Poising himself, like a Mercury, on a rock in mid-stream, the angler had just thrown eighteen yards of line lightly as a silken thread to an inch, when his foot slipped, and a loud splash, bringing the painter, like Icarus, out of the clouds with a run, startled his attention to the place where his companion was not. In another second Simon had his grip on Dick's collar, and both men were struggling for dear life in the pool. Stanmore could swim, of course, but it takes a good swimmer to hold his own in fisherman's boots, encumbered, moreover, with sundry paraphernalia of his art. Simon was a very mild performer in the water, but he had coolness, presence of mind, and inflexible tenacity of purpose. To these qualities the friends owed it that they ever reached the shore alive. It was a very near thing, and when they found their legs and looked into each other's faces, gasping, dripping, spouting water from ears, nose, and mouth, Dick gathered breath to exclaim, "You trump! I should have been drowned, to a moral!" Whereat the other, choking, coughing, and sputtering, answered faintly, "You old muff! I believe we were never out of our depth the whole time!"

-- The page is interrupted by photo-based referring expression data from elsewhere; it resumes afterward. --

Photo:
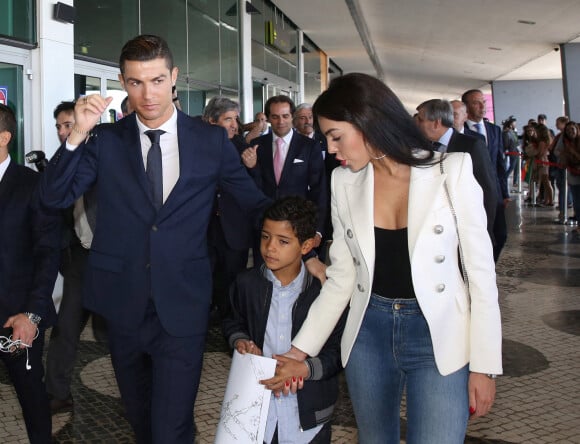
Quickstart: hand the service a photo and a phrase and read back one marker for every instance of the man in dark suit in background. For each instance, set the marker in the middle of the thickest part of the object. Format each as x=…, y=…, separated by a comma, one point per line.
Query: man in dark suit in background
x=231, y=231
x=156, y=172
x=476, y=108
x=286, y=162
x=435, y=119
x=29, y=257
x=304, y=124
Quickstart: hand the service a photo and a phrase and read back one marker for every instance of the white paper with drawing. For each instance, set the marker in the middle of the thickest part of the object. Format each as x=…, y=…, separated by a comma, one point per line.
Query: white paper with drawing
x=246, y=402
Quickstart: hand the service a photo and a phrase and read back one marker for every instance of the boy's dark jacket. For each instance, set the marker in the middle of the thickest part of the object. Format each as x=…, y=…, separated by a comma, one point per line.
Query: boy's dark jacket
x=250, y=297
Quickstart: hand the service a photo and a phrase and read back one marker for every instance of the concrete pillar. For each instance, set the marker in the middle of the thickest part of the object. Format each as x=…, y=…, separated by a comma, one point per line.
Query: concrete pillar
x=245, y=63
x=300, y=67
x=570, y=53
x=53, y=74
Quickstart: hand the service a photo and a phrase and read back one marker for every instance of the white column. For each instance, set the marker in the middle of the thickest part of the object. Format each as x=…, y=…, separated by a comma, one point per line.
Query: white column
x=52, y=74
x=245, y=63
x=300, y=67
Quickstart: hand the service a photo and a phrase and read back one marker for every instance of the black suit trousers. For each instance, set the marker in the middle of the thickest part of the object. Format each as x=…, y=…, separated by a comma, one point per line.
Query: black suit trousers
x=158, y=377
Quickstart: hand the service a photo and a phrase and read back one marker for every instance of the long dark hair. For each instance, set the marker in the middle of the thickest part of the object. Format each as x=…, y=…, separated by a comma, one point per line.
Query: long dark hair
x=368, y=104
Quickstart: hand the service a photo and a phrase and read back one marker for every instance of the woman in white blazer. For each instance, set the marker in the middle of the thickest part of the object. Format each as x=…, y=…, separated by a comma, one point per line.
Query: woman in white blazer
x=413, y=322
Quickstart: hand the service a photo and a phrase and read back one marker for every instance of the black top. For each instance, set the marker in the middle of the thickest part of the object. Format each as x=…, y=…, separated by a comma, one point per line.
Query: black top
x=392, y=278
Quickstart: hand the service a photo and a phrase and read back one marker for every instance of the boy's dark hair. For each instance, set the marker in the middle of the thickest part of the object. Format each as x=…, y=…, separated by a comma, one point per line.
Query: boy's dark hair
x=144, y=48
x=300, y=213
x=64, y=106
x=7, y=121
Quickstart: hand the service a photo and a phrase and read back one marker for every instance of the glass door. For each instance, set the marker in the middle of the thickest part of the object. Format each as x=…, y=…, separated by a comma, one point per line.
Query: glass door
x=11, y=95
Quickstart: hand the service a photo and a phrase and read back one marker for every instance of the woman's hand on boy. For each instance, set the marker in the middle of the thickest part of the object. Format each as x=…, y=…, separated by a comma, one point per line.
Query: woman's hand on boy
x=289, y=377
x=244, y=346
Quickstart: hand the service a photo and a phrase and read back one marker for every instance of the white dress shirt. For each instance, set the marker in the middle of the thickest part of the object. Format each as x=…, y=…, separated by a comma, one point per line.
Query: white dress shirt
x=4, y=166
x=169, y=151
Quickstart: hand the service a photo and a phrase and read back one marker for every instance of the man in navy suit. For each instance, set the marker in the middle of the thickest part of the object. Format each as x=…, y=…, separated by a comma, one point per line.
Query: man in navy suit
x=29, y=258
x=478, y=126
x=156, y=172
x=435, y=119
x=231, y=231
x=304, y=124
x=286, y=162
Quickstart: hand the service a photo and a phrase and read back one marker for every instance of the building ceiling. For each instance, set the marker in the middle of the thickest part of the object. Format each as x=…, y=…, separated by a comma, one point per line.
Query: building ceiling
x=439, y=48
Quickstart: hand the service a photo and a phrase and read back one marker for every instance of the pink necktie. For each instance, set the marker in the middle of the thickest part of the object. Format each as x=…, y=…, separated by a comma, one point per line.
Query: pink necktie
x=279, y=159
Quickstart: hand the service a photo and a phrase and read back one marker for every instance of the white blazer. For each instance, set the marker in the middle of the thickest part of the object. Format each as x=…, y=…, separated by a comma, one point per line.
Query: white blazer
x=462, y=330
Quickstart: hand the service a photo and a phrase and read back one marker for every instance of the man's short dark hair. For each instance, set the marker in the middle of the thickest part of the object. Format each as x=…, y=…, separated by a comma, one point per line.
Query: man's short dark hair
x=279, y=99
x=64, y=106
x=467, y=93
x=144, y=48
x=7, y=121
x=436, y=109
x=300, y=213
x=218, y=106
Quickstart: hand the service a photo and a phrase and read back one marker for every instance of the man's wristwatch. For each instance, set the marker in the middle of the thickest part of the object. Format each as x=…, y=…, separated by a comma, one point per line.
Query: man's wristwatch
x=34, y=318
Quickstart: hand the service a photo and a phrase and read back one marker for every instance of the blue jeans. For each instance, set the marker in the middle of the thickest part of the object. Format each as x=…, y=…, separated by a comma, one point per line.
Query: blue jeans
x=393, y=349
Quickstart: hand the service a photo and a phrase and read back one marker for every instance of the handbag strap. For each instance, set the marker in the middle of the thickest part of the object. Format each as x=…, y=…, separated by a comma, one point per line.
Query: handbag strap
x=448, y=195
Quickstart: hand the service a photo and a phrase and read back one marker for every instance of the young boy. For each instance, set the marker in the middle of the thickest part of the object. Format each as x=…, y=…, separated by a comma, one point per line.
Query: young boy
x=267, y=307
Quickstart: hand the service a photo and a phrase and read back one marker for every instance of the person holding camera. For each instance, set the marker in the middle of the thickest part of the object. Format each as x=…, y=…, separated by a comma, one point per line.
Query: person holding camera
x=29, y=256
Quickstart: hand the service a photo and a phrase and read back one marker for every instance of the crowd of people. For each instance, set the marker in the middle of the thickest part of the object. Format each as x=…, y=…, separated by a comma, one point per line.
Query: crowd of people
x=550, y=165
x=374, y=236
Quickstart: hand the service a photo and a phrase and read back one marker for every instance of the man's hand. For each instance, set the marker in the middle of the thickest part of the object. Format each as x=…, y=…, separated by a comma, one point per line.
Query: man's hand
x=249, y=157
x=88, y=111
x=289, y=377
x=23, y=329
x=316, y=268
x=317, y=240
x=481, y=394
x=244, y=346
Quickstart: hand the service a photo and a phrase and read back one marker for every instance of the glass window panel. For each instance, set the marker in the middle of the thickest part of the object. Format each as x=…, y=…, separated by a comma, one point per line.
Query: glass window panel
x=116, y=91
x=311, y=72
x=102, y=27
x=229, y=38
x=17, y=19
x=204, y=55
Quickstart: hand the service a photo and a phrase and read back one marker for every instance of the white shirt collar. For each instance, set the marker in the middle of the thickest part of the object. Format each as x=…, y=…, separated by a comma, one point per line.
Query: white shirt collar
x=444, y=140
x=4, y=166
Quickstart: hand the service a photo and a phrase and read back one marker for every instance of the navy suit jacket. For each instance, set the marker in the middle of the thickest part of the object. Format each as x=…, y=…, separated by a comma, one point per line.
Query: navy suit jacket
x=29, y=247
x=139, y=254
x=238, y=227
x=303, y=173
x=482, y=171
x=496, y=155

Perkins did not go up for his degree, and the men lost sight of one another in a few years, cherishing, indeed, a kindly remembrance each of his friend, yet taking little pains to refresh that remembrance by renewed intercourse. How many intimacies, how many attachments outlast a twelvemonth's break? There are certain things people go on caring for, but I fear they are more intimately connected with self in daily life than either the romance of friendship or the intermittent fever of love. The enjoyment of luxury, the pursuit of money-making, seem to lose none of their zest with advancing years, and perhaps to these we may add the taste for art.
Now to Simon Perkins art was as the very air he breathed. The greatest painter was, in his eyes, the greatest man that lived. When he left Oxford, he devoted himself to the profession of painting with such success as rendered him independent, besides enabling him to contribute largely to the comfort of two maiden aunts with whom he lived.
Not without hard work; far from it. There is no pursuit, perhaps, which demands such constant and unremitting exertion from its votaries. The ideal to which he strains can never be reached, for his very successes keep building it yet higher, and a painter is so far like a baby his whole life through that he is always learning to see.
Simon was still learning to see on the afternoon Dick Stanmore sculled by his cottage windows--studying the effect of a declining sun on the opposite elms, not entirely averting his looks from that graceful girl, who ran into the house to the oarsman's discomfiture, and missing her more than might have been expected when she vanished up-stairs. Was not the sun still shining bright on that graceful feathery foliage? He did not quite think it was.
Presently there came to the door a rustle of draperies, and an elderly lady, not remarkable for beauty, entered the room. Taking no notice of Simon, she proceeded to arrange small articles of furniture with a restless manner that denoted anxiety of mind. At last, stopping short in the act of dusting a china tea-cup, with a very clean cambric handkerchief, she observed, in a faltering voice, "Simon, dear, I feel so nervous I know I shall never get through with it. Where's your Aunt Jemima?" Even while she spoke there appeared at the door another lady, somewhat more elderly, and even less remarkable for beauty, who seated herself bolt upright in an elbow-chair without delay, and, looking austerely round, observed in an impressive voice, "Susannah, fetch me my spectacles; Simon, shut the door."
Of all governments there must be a head. It was obvious that in this deliberative assembly Miss Jemima Perkins assumed the lead. Both commands being promptly obeyed, she pulled her spectacles from their case and put them on, as symbols of authority, forthwith.
"I want your advice, Simon," said this strong-minded old lady, in a hard, clear voice. "I dare say I sha'n't act upon it, but I want it all the same. I've no secrets from either of you; but as the head of the family I don't mean to shirk responsibility, and my opinion is, she must go. Susannah, no weakness. My dear, you ought to be ashamed of yourself. Nina, run up-stairs again, we don't want you just now."
This to a pretty head with raven hair, that popped saucily in, and as saucily withdrew.
Simon looked wistfully after the pretty head, and relapsed into a day-dream. Was he thinking what a picture it would make, or what a reality it was? His aunt's voice recalled him to facts.